The results from the BPC198 analogues demonstrate that the presence of three hydrophilic K–K pairs leads to a decrease in the antibacterial activity. In fact, the two best analogues, BPC918 and BPC924, contain the two hydrophilic pairs K3–Q10 and K5–K8 present in BPC198 and differ from the parent peptide in the hydrophobic residues at positions 2, 6, and 9 (Leu or Phe). These observations confirm the hypothesis of the structure-function model inferred from our MD simulations for BPC194 and BPC198. The general structure of the active conformation of these two families of cyclic peptides is depicted in Figure 8.
3. Materials and Methods
3.1. Chemicals and Instruments
Commercially available reagents were used throughout, without purification. Solvents were purified and dried by passing them through an activated alumina purification system (MBraun SPS-800, MBraun, Garching, Germany) or by conventional distillation techniques.

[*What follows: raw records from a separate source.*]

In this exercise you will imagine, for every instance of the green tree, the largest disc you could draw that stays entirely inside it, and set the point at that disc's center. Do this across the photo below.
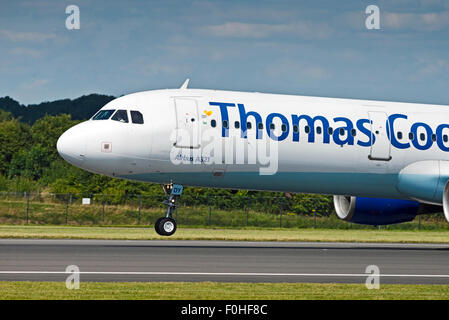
(14, 137)
(47, 130)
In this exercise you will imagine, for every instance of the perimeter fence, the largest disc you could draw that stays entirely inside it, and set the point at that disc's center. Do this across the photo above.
(195, 211)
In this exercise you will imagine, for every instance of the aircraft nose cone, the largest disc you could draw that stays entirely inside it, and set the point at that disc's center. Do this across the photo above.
(71, 146)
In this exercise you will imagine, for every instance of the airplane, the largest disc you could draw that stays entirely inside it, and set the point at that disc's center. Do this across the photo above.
(383, 162)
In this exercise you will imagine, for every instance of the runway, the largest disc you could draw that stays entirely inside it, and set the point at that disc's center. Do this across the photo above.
(173, 260)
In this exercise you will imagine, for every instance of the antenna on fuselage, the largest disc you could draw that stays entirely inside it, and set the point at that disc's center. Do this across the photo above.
(185, 84)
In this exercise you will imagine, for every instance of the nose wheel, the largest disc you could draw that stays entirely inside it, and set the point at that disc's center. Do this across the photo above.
(166, 226)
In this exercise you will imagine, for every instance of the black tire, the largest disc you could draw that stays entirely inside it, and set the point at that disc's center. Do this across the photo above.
(167, 227)
(157, 225)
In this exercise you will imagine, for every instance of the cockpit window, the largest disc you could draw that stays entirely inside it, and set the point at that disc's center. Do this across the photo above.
(121, 115)
(103, 115)
(136, 117)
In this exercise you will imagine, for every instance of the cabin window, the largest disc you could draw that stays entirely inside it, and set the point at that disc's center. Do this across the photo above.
(121, 116)
(136, 117)
(103, 115)
(434, 137)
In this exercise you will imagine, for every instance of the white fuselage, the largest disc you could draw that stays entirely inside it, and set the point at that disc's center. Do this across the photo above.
(305, 144)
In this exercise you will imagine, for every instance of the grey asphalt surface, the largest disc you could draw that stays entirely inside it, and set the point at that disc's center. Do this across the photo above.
(112, 260)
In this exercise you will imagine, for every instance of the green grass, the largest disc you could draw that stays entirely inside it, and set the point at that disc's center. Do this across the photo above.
(217, 290)
(48, 210)
(148, 233)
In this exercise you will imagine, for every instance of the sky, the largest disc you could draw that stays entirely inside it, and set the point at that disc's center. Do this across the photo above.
(314, 48)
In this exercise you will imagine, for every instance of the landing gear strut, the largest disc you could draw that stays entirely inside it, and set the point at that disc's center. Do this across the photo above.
(166, 226)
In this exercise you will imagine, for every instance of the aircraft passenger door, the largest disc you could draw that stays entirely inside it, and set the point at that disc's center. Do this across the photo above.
(187, 123)
(381, 148)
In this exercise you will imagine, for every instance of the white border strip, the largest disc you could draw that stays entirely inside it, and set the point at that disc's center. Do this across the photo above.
(232, 274)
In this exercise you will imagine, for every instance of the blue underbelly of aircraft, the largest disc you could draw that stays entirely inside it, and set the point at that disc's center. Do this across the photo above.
(359, 184)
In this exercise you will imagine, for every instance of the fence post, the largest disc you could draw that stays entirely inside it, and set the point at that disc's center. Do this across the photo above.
(140, 205)
(104, 201)
(280, 218)
(210, 210)
(28, 204)
(69, 199)
(247, 209)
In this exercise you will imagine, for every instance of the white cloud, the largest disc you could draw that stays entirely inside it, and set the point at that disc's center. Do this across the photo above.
(17, 36)
(25, 52)
(259, 30)
(292, 69)
(34, 84)
(432, 21)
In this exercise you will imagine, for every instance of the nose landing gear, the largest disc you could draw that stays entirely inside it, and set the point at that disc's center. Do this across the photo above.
(166, 226)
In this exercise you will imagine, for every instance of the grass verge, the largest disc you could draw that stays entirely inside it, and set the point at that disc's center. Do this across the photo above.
(217, 291)
(136, 233)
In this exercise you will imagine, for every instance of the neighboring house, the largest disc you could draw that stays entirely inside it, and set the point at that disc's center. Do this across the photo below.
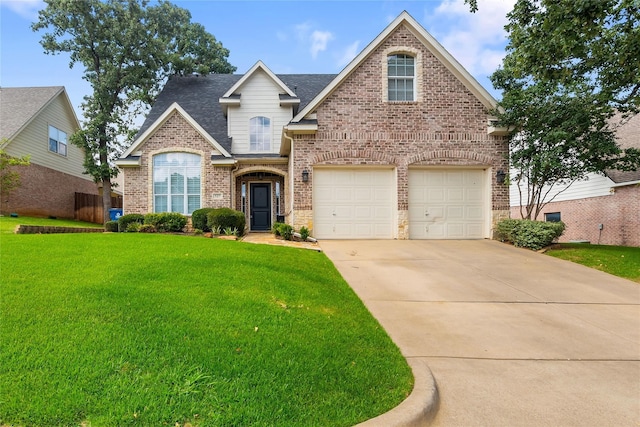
(605, 208)
(396, 146)
(38, 121)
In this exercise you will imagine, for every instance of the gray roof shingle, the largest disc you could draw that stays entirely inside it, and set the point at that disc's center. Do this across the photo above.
(199, 95)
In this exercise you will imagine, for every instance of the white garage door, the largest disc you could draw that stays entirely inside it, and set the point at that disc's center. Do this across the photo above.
(447, 204)
(351, 203)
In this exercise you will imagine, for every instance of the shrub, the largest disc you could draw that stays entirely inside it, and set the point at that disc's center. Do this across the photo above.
(111, 226)
(223, 218)
(529, 234)
(504, 230)
(147, 228)
(304, 233)
(133, 227)
(199, 219)
(286, 231)
(125, 220)
(167, 221)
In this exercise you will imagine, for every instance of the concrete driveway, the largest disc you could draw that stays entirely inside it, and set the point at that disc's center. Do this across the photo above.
(512, 337)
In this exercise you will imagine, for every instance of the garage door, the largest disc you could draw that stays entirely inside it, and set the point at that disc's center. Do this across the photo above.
(447, 204)
(351, 203)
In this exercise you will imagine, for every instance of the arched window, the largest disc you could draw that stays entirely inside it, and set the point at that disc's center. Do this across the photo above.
(260, 134)
(176, 183)
(401, 74)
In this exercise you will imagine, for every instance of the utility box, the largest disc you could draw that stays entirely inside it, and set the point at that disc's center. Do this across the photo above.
(115, 214)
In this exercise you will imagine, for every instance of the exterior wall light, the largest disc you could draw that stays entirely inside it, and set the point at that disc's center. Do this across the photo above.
(501, 176)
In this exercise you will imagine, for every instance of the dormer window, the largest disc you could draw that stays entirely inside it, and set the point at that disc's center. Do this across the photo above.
(260, 134)
(401, 75)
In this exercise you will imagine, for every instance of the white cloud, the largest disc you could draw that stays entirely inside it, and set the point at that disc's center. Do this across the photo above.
(28, 9)
(319, 41)
(349, 53)
(314, 40)
(476, 40)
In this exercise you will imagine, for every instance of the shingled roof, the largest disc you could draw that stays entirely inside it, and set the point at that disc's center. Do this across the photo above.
(199, 95)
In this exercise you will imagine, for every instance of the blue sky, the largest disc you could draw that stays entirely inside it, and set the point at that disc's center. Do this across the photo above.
(288, 36)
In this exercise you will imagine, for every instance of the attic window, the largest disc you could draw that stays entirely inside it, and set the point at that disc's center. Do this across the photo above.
(260, 134)
(57, 141)
(401, 75)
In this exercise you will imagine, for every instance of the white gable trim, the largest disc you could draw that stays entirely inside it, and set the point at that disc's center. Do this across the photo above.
(258, 66)
(428, 40)
(162, 119)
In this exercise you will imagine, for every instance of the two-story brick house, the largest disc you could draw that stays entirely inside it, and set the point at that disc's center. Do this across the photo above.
(397, 145)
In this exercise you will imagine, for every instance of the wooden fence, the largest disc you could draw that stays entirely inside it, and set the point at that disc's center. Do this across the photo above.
(88, 207)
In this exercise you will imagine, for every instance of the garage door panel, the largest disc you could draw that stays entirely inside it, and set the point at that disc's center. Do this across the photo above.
(361, 199)
(447, 204)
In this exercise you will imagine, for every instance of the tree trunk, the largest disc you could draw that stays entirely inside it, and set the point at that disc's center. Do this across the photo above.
(106, 198)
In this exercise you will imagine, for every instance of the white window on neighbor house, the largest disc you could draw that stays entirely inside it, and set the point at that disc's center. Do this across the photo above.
(401, 77)
(176, 183)
(260, 134)
(57, 141)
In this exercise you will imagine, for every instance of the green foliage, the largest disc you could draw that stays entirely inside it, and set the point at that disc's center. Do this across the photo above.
(286, 231)
(621, 261)
(169, 326)
(133, 227)
(304, 233)
(224, 218)
(111, 226)
(147, 228)
(125, 220)
(275, 228)
(125, 74)
(529, 234)
(561, 91)
(199, 219)
(172, 222)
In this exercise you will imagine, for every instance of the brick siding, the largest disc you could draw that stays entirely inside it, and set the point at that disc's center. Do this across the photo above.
(618, 214)
(46, 192)
(446, 126)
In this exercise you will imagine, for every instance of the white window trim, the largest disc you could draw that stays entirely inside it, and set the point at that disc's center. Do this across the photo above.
(149, 162)
(58, 143)
(417, 77)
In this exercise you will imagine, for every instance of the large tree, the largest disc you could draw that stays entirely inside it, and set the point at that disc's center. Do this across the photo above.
(569, 77)
(128, 50)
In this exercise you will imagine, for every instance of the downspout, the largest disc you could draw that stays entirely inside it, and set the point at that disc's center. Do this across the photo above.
(291, 177)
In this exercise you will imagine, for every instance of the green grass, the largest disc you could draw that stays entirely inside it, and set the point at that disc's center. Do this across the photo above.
(152, 330)
(622, 261)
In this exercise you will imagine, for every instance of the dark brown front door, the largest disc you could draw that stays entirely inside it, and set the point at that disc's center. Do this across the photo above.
(260, 207)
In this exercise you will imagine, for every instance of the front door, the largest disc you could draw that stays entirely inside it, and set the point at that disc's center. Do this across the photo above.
(260, 209)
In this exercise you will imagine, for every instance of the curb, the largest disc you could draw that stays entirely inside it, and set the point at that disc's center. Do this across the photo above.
(420, 408)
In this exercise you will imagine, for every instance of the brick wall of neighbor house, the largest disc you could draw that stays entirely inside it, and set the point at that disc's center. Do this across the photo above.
(447, 126)
(176, 135)
(46, 192)
(618, 213)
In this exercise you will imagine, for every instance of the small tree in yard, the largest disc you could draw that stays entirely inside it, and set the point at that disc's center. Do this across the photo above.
(9, 178)
(128, 49)
(563, 80)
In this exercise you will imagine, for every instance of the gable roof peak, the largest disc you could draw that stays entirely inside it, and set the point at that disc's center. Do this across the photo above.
(259, 66)
(428, 41)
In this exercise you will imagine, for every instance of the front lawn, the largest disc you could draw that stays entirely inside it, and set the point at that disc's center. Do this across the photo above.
(622, 261)
(152, 330)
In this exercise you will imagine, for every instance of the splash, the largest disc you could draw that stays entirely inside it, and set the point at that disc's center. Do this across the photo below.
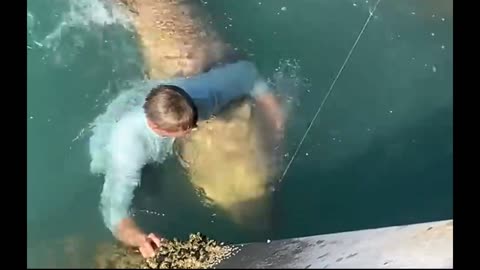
(85, 15)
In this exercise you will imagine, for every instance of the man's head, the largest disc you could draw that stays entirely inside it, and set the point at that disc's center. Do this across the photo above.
(170, 111)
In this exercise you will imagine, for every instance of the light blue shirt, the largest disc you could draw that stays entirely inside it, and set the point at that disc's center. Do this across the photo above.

All compounds were analyzed under standard analytical HPLC conditions with a Dionex liquid chromatography instrument (Dionex, Germering, Germany). Detection was performed at 220 nm. Analysis was carried out using the Dionex instrument with a Kromasil 100 C18 (40 mm × 4.6 mm, 3.5 μm, Agilent Technologies, Barcelona, Spain) column with a 2%–100% B linear gradient over 17 min at a flow rate of 1 mL/min. Solvent A was 0.1% aqueous trifluoroacetic acid (TFA) and solvent B was 0.1% TFA in CH3CN.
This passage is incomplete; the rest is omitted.